Bu cins köpekler, ortalama 14 yıl yaşar. Ev yemeğinden vermemeye itina gösterelim. Neden mi? Ev yemeğiyle beslenirlerse, köpeğin ömrü kısalır. Çoğu kişi, bu köpeğin evde beslenebilecek en iyi köpeklerden biri olduğu konusunda hem fikirdir. Benim de, böyle sevimli bir arkadaşım var. İsmi Hera; çok kısa,tek kelimeyle Hera. Hera, ismini Zeus’un karısının isminden almıştır. Tınısı,hem Hera’ya hem bize iyi geliyor.
Dört yaşındaki köpeğim, güzel olduğu kadar eğitimli bir köpek. En sevdiğim cins köpeklerden biri. Hera ilk geldiğinde 3 aylıktı ona tuvalet eğitimi vermek bir hayli zor oldu.

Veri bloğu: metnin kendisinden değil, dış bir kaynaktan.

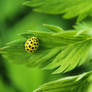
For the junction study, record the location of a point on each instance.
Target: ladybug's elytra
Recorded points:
(32, 44)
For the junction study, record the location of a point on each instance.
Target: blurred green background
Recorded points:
(16, 18)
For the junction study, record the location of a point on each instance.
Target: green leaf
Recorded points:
(70, 8)
(64, 50)
(53, 28)
(78, 83)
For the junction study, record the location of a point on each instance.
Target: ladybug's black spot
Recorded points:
(32, 47)
(27, 49)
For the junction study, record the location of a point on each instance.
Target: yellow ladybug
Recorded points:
(32, 44)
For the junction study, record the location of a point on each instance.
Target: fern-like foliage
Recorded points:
(70, 8)
(78, 83)
(63, 50)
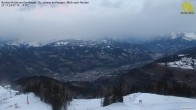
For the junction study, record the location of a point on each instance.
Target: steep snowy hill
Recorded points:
(131, 102)
(12, 100)
(171, 43)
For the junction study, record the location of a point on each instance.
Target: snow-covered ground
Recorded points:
(131, 102)
(184, 63)
(10, 101)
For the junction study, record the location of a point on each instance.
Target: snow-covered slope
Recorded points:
(9, 100)
(183, 63)
(131, 102)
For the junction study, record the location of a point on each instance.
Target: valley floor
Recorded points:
(10, 101)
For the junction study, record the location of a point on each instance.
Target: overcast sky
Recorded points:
(99, 18)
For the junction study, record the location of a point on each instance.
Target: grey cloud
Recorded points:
(104, 18)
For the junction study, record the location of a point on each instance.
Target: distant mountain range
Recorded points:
(171, 43)
(69, 59)
(81, 60)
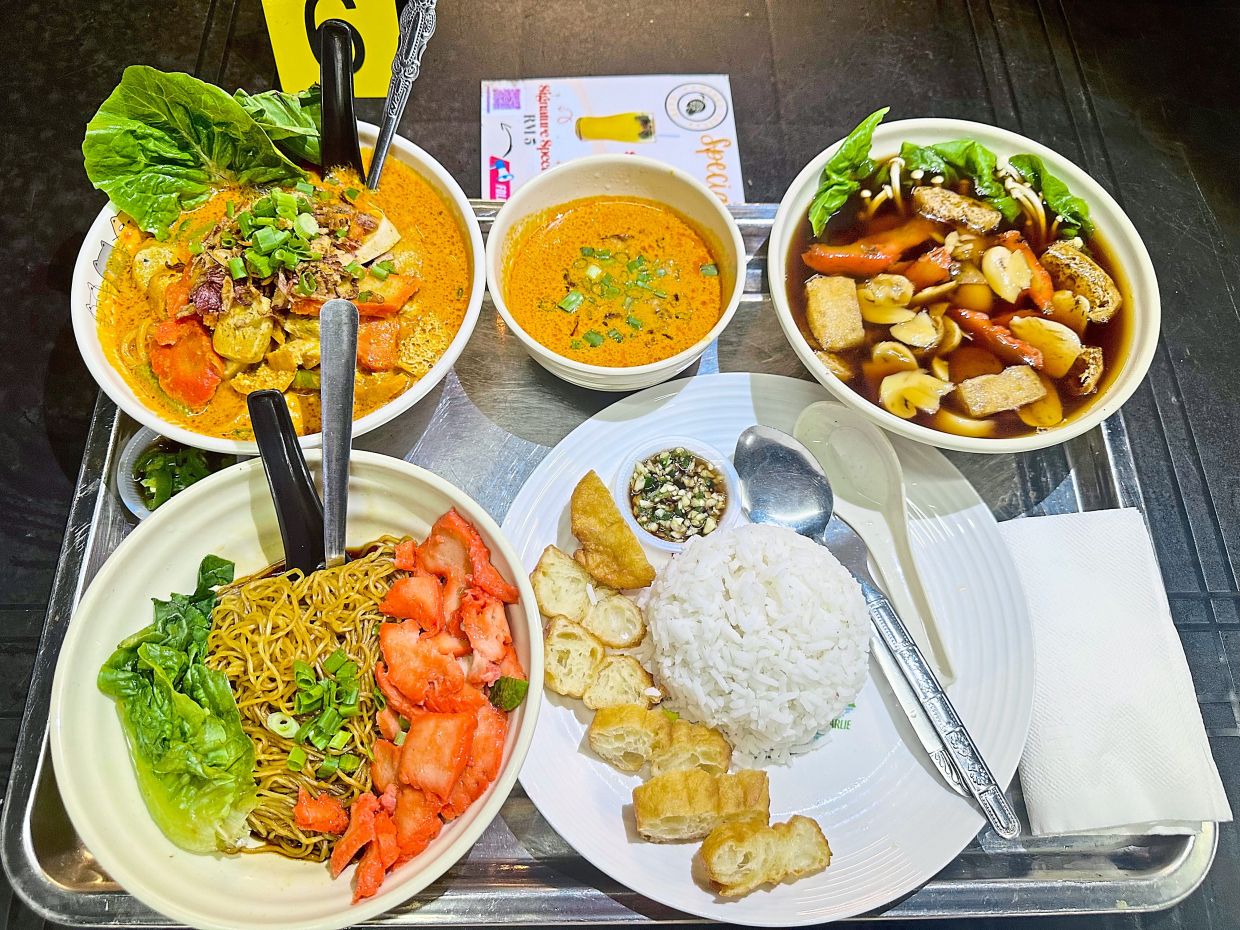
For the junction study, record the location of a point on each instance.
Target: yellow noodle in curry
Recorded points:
(259, 626)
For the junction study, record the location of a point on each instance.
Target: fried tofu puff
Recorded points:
(742, 856)
(690, 804)
(610, 551)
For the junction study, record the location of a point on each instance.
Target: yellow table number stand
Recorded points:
(292, 26)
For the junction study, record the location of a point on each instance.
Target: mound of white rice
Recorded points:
(760, 633)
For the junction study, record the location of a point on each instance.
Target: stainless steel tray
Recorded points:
(485, 428)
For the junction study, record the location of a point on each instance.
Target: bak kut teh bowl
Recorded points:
(1127, 258)
(540, 205)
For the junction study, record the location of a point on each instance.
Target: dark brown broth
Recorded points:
(1112, 337)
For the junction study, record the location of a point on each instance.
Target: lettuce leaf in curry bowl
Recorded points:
(161, 141)
(194, 761)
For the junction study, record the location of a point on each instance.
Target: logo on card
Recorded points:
(500, 177)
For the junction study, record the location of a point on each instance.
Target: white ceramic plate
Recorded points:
(231, 515)
(890, 822)
(102, 236)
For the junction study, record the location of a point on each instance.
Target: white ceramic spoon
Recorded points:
(868, 481)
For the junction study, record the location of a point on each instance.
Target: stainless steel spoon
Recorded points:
(417, 26)
(337, 370)
(781, 485)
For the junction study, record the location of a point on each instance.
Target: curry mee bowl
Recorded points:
(231, 515)
(89, 282)
(1129, 354)
(628, 269)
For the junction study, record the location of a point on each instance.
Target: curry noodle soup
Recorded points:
(615, 282)
(194, 325)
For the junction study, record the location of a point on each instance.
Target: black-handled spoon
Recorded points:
(296, 501)
(340, 145)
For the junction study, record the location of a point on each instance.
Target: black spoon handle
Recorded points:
(340, 146)
(296, 501)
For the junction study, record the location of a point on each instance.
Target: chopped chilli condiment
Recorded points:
(677, 495)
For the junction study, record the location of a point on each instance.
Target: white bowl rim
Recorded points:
(681, 358)
(86, 329)
(164, 900)
(1141, 279)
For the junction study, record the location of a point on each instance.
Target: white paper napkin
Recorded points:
(1116, 743)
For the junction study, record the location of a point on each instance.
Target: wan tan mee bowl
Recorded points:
(1114, 226)
(231, 515)
(88, 278)
(633, 176)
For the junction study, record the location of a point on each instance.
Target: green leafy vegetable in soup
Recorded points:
(845, 171)
(195, 764)
(161, 143)
(293, 122)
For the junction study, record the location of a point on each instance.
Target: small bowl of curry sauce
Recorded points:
(615, 272)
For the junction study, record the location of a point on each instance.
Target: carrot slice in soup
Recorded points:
(184, 362)
(377, 345)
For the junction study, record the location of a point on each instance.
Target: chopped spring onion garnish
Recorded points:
(306, 226)
(282, 724)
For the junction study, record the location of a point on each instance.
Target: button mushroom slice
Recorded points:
(946, 206)
(907, 392)
(988, 394)
(1059, 345)
(833, 314)
(921, 331)
(951, 422)
(382, 239)
(884, 299)
(836, 365)
(887, 358)
(1045, 412)
(1086, 372)
(1006, 272)
(1071, 269)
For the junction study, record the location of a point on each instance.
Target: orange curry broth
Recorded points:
(546, 264)
(427, 226)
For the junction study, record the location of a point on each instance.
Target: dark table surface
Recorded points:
(1143, 94)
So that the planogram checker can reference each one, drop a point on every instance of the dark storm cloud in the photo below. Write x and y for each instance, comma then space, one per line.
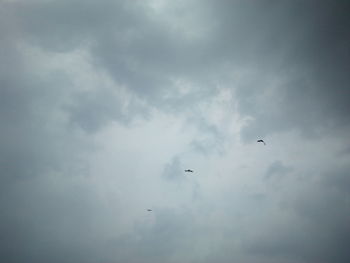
288, 62
302, 45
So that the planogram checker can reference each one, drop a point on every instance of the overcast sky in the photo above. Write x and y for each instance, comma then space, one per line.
104, 104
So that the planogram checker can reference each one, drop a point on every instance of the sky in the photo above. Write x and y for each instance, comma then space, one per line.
104, 104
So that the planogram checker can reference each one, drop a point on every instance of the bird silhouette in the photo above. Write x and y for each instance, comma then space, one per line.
261, 141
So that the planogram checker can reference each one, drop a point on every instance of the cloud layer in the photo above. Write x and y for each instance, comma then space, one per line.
103, 105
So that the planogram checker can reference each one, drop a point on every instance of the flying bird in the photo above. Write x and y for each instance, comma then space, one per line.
261, 141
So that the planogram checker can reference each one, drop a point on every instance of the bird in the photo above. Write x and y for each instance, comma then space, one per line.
261, 141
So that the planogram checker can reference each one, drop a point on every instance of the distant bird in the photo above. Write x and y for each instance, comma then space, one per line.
261, 141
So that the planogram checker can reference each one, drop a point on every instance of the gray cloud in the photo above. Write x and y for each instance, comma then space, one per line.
100, 102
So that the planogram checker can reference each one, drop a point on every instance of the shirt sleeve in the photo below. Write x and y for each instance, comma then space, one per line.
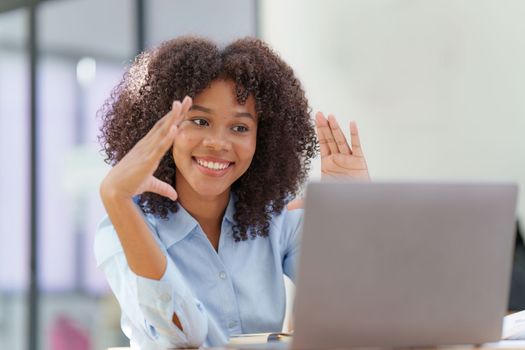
292, 225
150, 304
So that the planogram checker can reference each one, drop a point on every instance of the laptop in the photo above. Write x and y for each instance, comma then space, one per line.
404, 264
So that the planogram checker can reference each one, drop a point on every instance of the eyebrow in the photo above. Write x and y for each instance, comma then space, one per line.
209, 111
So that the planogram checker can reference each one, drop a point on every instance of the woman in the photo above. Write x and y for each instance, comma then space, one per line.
198, 236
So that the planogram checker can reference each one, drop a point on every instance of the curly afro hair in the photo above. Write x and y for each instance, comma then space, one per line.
286, 140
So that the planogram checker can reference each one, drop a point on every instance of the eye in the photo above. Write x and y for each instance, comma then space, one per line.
200, 122
240, 128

Günlerce uğraştık. Evin bir odasını boşaltarak her yeri gazete kağıdı ile kapladık. Her gün bir yaprak gazete alarak alanı küçülttük. Neredeyse on günün sonunda, son gazete parçasıyla bahçeye çıktık. Ve mutlu son tuvaleti geldiğinde dışarıya çıkmayı öğrendi. Zordur köpek sahibi olmak; sabah erkenden dışarı çıkarman gerekir ve akşamları da, ayrıca otel tatiline falan gidemezsin mesela. Özlersin hem de bir yere bırakınca. Her ay düzenli olarak veterinere götürmen gerekir. Çünkü onlar da insanlar gibi hastalıklardan korunmak için aşı olurlar.
Bazı insanların yaptığı kötü bir davranışı irdelemek isterim. Çünkü çok üzülüyorum bu duruma. Bazıları alıp bir iki yıl bakıp köpekleri evlerinden atıyorlar. Ev ortamına alışan hayvancıklar, sokak ortamına adapte olmakta güçlük çekerken bir de sevdikleri tarafından terk edilmenin ızdırabını yaşayarak sokak yaşantısına başlıyorlar. Kapınızı açın,açtıysanız da asla kapınızı kapatmayın. Kalpsiz insanlardan olmayın, samimi ve sevgi dolu olun. İnsanlıkla bağınızı koparmamaya çalışın.